Mancuso competed in the races in Hafjell, Norway, immediately following the Olympics. She skipped a pair of slaloms in Levi, Finland, over the weekend in favor of a last-minute trip to New York.

“The Olympics are quickly forgotten,” said Mancuso, who made appearances on several television shows in New York. “It was worth it, to take advantage of getting a medal, to be able to be a role model for young girls.

“In the U.S., with all the hype of the Olympics, the team had such bad media. It was kind of a tough situation. It was the general consensus of the Olympics, not just skiing, that it was a little disappointing. The big moments were definitely awesome but a lot of times there was too much drama and a lot of negativity.”

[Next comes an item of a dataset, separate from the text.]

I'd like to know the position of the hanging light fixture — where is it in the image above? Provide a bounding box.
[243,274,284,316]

The U.S. Alpine skiers collected only two medals instead of the eight they announced as their target. Ted Ligety was the surprise winner of the combined event.

Mancuso said she will compete at nationals in Sugarloaf Ski Resort, Maine, at the end of the month, before testing various ski brands.

Paerson’s slim chances of defending her overall title were given a small boost when Janica Kostelic withdrew from the final downhill. Paerson, the Olympic bronze medalist, trails Kostelic by 254 points, but there are only four races and 400 points still up for grabs.

Olympic downhill champion Michaela Dorfmeister, who won the World Cup downhill title and will retire after this week’s finals, was second, .19 seconds behind. Fraenzi Aufdenblatten of Switzerland was third.

Croatia ski team director Vedran Pavlek said the schedule of the finals was too tight for Kostelic, who is focusing on the three other events – super-G, giant slalom and slalom.

“She’s taking a little break. It’s just too many races for her right now, at the end of the season,” Pavlek said, adding that her health was “fine.”

The Croat sat out sick for two races at the Turin Games, but still won gold in combined and silver in super-G for a record four career Olympic golds.

Only the women’s overall and giant slalom titles remain up for grabs. Dorfmeister also has secured the super-G World Cup crystal globe.

The overall title is the only thing decided on the men’s side. Benjamin Raich clinched that globe with his fourth-place finish in Saturday’s slalom in Shiga Kogen, Japan.

The women’s and men’s final downhills are slated for Wednesday, the first day of the finals, which run through Sunday.